Cytokine analysis from mouse spleen

Individual spleens were collected at the end point post challenge aseptically from each mouse single cell suspensions were prepared. Splenocyte cell viability was assessed by trypan blue exclusion.38 Cells were cultured in 24 well plates in triplicate at a density of 2.5 × 106 cells/mL as unstimulated (control) or stimulated with 50 μg/well of Ova. Culture supernatants were collected after 72 h incubation at 37 °C and stored in aliquots at −20 °C. Concentrations of cytokines were measured in culture supernatants using ELISA cytokine kits following manufacturer’s instructions (ebiosciences, CA, USA for IL-4, IFN-γ, IL-10, IL-12, IL-17A, and TGF-β).

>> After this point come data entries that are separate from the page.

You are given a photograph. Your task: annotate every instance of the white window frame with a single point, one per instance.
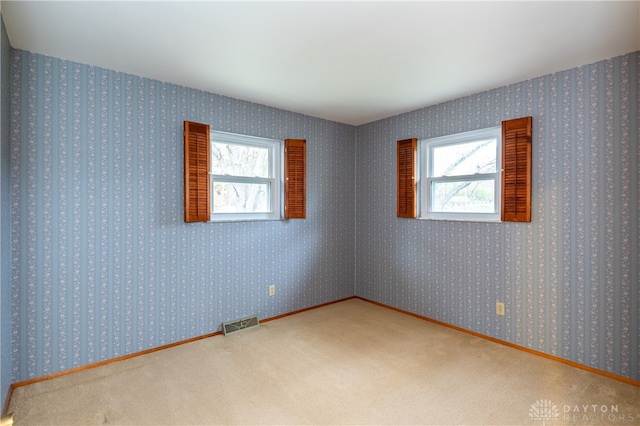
(425, 149)
(274, 181)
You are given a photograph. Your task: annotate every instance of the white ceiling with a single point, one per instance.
(353, 62)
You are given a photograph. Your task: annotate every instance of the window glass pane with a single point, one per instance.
(464, 158)
(232, 197)
(239, 160)
(465, 196)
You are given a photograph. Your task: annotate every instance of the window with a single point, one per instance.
(484, 175)
(245, 177)
(229, 177)
(461, 176)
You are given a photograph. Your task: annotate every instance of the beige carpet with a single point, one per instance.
(347, 363)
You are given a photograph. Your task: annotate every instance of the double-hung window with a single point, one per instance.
(245, 177)
(231, 177)
(460, 176)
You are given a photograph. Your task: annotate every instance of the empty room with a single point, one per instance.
(340, 212)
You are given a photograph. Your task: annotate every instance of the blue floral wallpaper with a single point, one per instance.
(103, 264)
(570, 278)
(5, 216)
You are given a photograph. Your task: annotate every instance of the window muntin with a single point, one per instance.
(245, 177)
(461, 176)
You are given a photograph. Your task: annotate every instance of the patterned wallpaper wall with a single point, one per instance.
(570, 278)
(5, 215)
(103, 264)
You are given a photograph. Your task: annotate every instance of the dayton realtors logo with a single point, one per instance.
(544, 410)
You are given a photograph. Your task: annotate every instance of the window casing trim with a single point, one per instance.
(426, 180)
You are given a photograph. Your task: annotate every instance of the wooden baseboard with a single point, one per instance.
(140, 353)
(511, 345)
(193, 339)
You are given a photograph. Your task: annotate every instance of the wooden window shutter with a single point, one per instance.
(516, 174)
(295, 181)
(407, 189)
(197, 201)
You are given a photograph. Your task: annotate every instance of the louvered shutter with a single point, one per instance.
(295, 188)
(197, 203)
(406, 178)
(516, 165)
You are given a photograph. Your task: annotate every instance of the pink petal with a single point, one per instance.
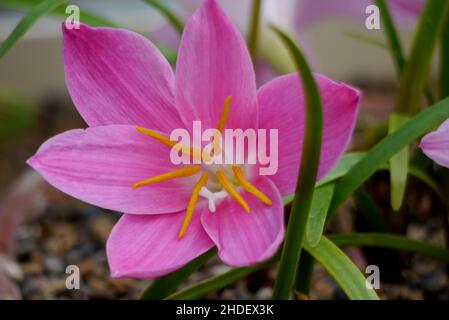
(118, 77)
(436, 145)
(282, 107)
(148, 246)
(99, 165)
(213, 63)
(246, 239)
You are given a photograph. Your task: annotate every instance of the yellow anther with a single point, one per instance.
(225, 114)
(192, 203)
(196, 153)
(181, 173)
(221, 124)
(250, 187)
(221, 177)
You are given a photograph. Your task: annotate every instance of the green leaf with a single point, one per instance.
(444, 60)
(342, 269)
(299, 214)
(167, 13)
(254, 28)
(318, 211)
(416, 70)
(388, 147)
(27, 22)
(164, 286)
(219, 282)
(392, 36)
(398, 166)
(390, 241)
(348, 161)
(340, 169)
(86, 16)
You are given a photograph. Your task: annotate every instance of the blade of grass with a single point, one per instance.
(299, 215)
(340, 169)
(398, 166)
(322, 198)
(385, 149)
(167, 13)
(444, 60)
(342, 269)
(86, 16)
(166, 285)
(219, 282)
(390, 241)
(27, 22)
(254, 29)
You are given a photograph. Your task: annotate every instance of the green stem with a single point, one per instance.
(304, 275)
(167, 13)
(254, 29)
(444, 71)
(299, 215)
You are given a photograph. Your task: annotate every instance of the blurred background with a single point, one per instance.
(42, 231)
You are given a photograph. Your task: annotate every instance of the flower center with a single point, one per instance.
(214, 183)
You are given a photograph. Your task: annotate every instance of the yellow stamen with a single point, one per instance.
(196, 153)
(221, 123)
(225, 114)
(192, 203)
(221, 177)
(250, 187)
(181, 173)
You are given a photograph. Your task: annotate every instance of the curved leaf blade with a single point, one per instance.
(305, 186)
(342, 269)
(321, 201)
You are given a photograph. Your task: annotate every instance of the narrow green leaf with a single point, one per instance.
(166, 285)
(219, 282)
(340, 169)
(167, 13)
(27, 22)
(390, 241)
(398, 166)
(254, 29)
(416, 70)
(299, 215)
(444, 60)
(342, 269)
(348, 161)
(86, 16)
(321, 201)
(388, 147)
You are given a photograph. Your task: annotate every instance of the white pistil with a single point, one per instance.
(212, 197)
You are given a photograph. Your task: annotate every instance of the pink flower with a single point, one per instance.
(118, 80)
(436, 145)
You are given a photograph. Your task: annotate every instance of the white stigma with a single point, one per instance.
(212, 197)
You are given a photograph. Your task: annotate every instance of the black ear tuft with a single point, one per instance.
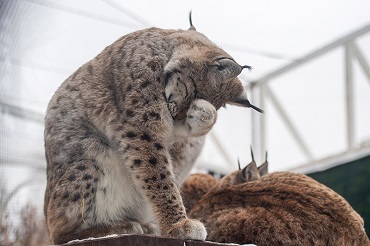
(191, 22)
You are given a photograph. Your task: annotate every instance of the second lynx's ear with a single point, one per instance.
(263, 169)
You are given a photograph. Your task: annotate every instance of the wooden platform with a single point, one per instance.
(140, 240)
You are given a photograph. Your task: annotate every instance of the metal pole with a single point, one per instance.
(349, 95)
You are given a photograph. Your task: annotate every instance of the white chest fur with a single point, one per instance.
(117, 198)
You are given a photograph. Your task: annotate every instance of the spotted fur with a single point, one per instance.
(123, 131)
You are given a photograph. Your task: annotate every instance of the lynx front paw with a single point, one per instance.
(188, 229)
(200, 118)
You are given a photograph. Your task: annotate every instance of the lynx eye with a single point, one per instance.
(228, 68)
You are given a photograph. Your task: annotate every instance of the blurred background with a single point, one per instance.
(311, 75)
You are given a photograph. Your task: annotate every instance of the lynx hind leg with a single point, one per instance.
(200, 118)
(124, 227)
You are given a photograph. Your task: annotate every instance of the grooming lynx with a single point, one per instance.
(280, 208)
(123, 131)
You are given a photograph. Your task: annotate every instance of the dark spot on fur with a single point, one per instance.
(153, 161)
(129, 113)
(72, 177)
(154, 115)
(90, 69)
(131, 135)
(81, 167)
(65, 195)
(146, 137)
(145, 84)
(158, 146)
(76, 197)
(87, 177)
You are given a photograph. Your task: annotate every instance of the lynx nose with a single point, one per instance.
(243, 101)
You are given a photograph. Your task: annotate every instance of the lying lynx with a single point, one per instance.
(280, 208)
(123, 131)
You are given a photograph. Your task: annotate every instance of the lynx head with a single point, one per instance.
(198, 69)
(249, 173)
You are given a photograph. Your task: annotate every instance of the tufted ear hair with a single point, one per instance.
(227, 68)
(263, 169)
(191, 23)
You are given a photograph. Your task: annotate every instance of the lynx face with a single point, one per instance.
(203, 72)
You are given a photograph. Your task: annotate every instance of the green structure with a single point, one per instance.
(352, 181)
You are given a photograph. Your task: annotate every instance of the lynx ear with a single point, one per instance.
(263, 169)
(250, 172)
(191, 23)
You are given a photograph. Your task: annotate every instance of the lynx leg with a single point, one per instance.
(124, 227)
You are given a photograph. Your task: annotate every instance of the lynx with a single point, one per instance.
(280, 208)
(124, 130)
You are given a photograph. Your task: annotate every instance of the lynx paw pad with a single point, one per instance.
(188, 229)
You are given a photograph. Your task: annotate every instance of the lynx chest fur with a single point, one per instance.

Determination of proportion of T-regulatory cells in lymphocytes of whole blood by flow cytometry

Blood collected on week 13 was also used to measure the proportion of blood T-regs from all mice by flow cytometry, based on CD25 and forkhead box P3 (Foxp3) positivity. One hundred microliters of blood from each mouse was used for double staining with anti-mouse CD25 (558642; BD biosciences, California, USA) and R-phycoerythrin (PE)-conjugated anti-mouse Foxp3 (eBiosciences, San Diego, CA), Analysis of labeled cells was performed using an Accuri Flow Cytometer (BD). Isotype and unstained controls were included to confirm specific staining of anti-CD25 and anti-Foxp3 and to adjust compensation. The antibody isotype controls used were mouse IgG1 negative control for CD25 and PE-conjugated rat IgG2a for Foxp3. Unstained samples were treated with wash buffer, PBS with 0.1% bovine serum albumin (PBA). The staining protocol was used as per the manufacturer’s instruction for whole blood sample (BD Bioscience). Live cells were gated based on forward and 90° light scatter characteristics. At least 10,000 events were acquired from each sample and all data sets were analyzed using Accuri Express software (BD Bioscience).

Statistical analysis

Statistical calculations were performed using the GraphPad Prism 5.0 package (GraphPad Software, San Diego, CA, USA). All data were expressed as means ± SEM and subjected to ANOVA analyses followed by post hoc multiple comparison using Tukey’s test. Comparison of all the endpoint differences with a level of P < 0.05 was considered significant.

Reporting summary

Further information on experimental design is available in the Nature Research Reporting Summary linked to this paper.